We live in bewildering times.
Being bewildered is not something we enjoy, nor is it something we seek. Our usual reaction to being bewildered is to look for missing explanations, develop strategies, read something, talk to someone… in other words, do anything to find our way out. Wendy Johnson, in this wonderful dharma talk, teaches that instead of these reactions we should intentionally take on bewilderment as a “perfect ground” for practice. Instead of trying to escape the unpleasant feeling of being bewildered, she asks us to “walk into the fire” together, to pray as the Sufis pray, “Oh, Lord, increase my bewilderment.”
Valley of Bewilderment by Ayesha Gamiet
Increase my bewilderment?
Being bewildered means we have “lost our bearings”. The word comes from be- (thoroughly, utterly) and wilder (“lead astray, lure into the wilds”) and is closely related to “wilderness”. This sounds terrible! Why would we ever want to be more bewildered???
Not long ago a good friend of mine shared an important story with me.
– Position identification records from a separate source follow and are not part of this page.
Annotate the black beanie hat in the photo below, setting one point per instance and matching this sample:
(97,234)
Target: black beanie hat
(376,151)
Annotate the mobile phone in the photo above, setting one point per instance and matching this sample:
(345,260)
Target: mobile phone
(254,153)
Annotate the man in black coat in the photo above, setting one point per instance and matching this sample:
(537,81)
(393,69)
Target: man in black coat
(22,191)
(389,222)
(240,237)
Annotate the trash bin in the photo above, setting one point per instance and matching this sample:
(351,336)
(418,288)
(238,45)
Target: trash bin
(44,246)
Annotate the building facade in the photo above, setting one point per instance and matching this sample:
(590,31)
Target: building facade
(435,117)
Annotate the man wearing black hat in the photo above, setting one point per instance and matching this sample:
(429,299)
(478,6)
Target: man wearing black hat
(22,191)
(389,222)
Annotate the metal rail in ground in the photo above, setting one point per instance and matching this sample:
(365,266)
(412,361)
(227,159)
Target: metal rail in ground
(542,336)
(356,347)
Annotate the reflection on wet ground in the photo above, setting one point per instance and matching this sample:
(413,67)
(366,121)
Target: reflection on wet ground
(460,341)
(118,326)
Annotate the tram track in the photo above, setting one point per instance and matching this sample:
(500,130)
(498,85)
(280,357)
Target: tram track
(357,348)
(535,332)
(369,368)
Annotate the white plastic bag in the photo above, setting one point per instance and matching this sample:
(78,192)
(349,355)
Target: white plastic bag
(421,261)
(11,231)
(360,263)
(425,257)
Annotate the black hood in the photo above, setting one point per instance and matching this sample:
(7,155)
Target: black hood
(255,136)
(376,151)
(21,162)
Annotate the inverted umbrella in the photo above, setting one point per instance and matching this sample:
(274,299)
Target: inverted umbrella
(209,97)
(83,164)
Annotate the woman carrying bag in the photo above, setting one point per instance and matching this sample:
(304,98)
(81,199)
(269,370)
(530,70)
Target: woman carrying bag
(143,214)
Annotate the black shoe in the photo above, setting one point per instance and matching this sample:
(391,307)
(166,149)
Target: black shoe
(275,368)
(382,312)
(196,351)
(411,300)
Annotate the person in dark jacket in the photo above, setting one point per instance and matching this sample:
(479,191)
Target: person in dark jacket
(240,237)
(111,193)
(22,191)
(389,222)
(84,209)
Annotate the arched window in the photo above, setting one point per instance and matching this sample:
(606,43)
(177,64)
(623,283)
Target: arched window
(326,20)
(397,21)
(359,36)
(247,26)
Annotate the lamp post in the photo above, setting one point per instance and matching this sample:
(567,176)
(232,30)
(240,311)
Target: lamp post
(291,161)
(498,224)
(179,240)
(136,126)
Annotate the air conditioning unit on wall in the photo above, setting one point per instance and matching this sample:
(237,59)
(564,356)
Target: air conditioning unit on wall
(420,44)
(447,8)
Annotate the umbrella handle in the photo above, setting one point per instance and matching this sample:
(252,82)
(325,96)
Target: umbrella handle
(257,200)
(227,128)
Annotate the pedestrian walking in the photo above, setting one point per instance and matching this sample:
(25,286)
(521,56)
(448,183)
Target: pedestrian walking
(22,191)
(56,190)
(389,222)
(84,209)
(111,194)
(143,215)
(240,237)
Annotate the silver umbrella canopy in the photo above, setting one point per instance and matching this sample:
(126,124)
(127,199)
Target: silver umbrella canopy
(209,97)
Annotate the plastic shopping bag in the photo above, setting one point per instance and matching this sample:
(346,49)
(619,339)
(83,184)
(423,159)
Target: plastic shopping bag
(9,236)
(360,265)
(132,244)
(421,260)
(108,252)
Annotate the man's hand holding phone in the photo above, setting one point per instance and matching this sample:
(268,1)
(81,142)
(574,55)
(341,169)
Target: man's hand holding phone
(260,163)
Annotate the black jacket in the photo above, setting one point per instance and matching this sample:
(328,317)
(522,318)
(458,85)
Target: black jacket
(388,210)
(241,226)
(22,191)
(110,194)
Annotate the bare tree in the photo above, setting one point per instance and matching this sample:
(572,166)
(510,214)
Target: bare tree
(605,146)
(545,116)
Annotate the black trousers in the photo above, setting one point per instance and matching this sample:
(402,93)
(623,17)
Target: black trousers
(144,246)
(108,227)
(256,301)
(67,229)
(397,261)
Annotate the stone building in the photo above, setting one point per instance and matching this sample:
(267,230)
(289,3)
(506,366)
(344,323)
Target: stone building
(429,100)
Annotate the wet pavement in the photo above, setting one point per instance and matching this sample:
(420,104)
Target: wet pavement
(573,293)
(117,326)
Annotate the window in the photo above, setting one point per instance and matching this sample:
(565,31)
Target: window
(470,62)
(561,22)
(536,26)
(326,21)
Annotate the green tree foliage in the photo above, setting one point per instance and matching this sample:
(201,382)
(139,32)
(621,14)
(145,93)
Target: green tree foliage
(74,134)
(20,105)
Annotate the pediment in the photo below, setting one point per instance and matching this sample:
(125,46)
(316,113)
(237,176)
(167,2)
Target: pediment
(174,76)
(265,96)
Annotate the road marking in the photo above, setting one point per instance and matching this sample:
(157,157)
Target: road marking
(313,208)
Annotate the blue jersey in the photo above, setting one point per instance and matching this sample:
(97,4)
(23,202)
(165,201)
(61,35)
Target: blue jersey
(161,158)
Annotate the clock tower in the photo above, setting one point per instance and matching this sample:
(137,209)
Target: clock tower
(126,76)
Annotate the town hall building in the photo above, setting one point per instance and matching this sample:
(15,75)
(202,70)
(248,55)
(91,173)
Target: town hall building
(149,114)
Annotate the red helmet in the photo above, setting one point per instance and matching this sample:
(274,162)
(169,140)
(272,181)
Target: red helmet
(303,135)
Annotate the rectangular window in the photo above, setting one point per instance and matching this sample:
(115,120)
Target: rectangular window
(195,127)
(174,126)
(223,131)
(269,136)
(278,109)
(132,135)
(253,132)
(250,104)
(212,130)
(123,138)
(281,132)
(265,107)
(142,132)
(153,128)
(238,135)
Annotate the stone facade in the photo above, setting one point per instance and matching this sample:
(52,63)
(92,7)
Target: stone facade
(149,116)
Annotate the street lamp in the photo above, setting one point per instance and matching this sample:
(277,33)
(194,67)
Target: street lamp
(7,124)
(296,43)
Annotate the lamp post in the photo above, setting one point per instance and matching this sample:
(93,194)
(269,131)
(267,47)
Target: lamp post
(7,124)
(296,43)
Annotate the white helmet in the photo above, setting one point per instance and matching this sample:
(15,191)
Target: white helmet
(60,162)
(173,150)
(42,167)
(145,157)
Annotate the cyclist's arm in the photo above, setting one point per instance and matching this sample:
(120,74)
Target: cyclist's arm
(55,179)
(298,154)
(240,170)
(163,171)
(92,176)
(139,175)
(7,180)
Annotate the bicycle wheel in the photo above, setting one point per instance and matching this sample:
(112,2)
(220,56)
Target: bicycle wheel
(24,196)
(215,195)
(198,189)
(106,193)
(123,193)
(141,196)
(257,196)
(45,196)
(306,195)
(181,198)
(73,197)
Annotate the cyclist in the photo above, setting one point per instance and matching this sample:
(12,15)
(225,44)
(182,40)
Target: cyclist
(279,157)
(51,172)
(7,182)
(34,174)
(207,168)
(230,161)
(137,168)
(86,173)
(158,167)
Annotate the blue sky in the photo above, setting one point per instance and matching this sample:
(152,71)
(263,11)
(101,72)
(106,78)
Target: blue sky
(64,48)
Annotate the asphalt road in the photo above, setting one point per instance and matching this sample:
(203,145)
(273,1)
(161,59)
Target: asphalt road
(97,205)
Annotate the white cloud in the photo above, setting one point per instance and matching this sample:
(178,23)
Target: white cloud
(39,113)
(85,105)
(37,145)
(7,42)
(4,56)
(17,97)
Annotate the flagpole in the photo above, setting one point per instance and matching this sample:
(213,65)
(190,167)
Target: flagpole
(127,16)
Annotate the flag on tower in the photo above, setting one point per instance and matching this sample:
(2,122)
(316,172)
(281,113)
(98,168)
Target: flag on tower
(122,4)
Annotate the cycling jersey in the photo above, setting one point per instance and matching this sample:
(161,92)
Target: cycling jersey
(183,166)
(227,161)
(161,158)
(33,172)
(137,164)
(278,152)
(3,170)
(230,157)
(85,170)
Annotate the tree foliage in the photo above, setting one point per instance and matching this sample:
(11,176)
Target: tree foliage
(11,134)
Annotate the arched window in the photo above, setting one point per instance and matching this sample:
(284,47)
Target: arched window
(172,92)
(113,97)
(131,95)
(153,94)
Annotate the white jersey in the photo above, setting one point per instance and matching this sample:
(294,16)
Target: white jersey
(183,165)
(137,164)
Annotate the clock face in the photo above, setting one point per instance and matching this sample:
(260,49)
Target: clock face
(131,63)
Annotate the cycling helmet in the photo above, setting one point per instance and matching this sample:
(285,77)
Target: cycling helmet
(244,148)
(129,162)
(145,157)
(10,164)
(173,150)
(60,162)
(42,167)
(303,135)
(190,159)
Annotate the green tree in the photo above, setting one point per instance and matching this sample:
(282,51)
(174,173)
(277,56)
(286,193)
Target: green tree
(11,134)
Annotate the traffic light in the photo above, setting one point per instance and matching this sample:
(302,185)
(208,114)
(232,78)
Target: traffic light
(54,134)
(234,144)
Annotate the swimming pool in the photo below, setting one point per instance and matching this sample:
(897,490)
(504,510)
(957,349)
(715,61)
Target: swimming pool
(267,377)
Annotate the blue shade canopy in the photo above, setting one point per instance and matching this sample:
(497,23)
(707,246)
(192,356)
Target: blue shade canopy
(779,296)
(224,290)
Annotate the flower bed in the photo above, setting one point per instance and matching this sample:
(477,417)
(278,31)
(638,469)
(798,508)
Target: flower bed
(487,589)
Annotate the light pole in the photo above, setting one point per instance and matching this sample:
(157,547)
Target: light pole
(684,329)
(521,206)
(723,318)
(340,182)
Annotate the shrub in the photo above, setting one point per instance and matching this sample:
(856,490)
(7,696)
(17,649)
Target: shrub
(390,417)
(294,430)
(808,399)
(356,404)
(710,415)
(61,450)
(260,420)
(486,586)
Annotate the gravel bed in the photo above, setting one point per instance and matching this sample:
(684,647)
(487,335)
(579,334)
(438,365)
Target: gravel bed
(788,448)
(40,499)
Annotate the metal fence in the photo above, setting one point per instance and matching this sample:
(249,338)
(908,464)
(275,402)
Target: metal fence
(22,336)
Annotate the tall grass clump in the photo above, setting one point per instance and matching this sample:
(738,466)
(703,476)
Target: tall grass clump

She had been responsible for hosting a prominent surgeon as visiting professor during her last year of training. (For everyone in academic medicine, this will be familiar. For those who aren’t, the visiting professor usually gives a lecture in the morning and spends the rest of the day(s) talking with colleagues, residents, and students.) It was the end of a very successful day and she was walking with him back to her car to take him to his hotel when he asked her, genuinely, how she was doing. She surprised herself and, as she explained to me, “I still can’t believe that I told him the truth.” She went on to describe what he already knew. She was, like so many healers, emotionally thin and spiritually empty after dealing with death, violence, politics in the hospital, and the moral distress of working in a system that seemed focused on profit, not people. He listened deeply, asking more questions to better understand, and then put his arm around her shoulder as he explained to her that she was “having a wilderness experience.”
In many of the world’s faith traditions, spending time in the wilderness is an important and deliberate time of struggle, a well known tool for growth that transforms you so that (importantly) you can then return to your ordinary life with new understanding and new resolve.
Maybe this is the take home message… The wilderness doesn’t have to be a physical place. To be bewildered is to find yourself in an emotional and spiritual wilderness, a wilderness with the same potential for transformation as 40 days in a physical desert… if you are able to understand that this, too, is a “perfect ground” for practice.
I'd love the back story on who came up with and paid for that wonderful road sign. May our wanderings leave paths for others to follow.
I became bewildered when I retired, and I am still trying to find my way. You seem to have discovered yours.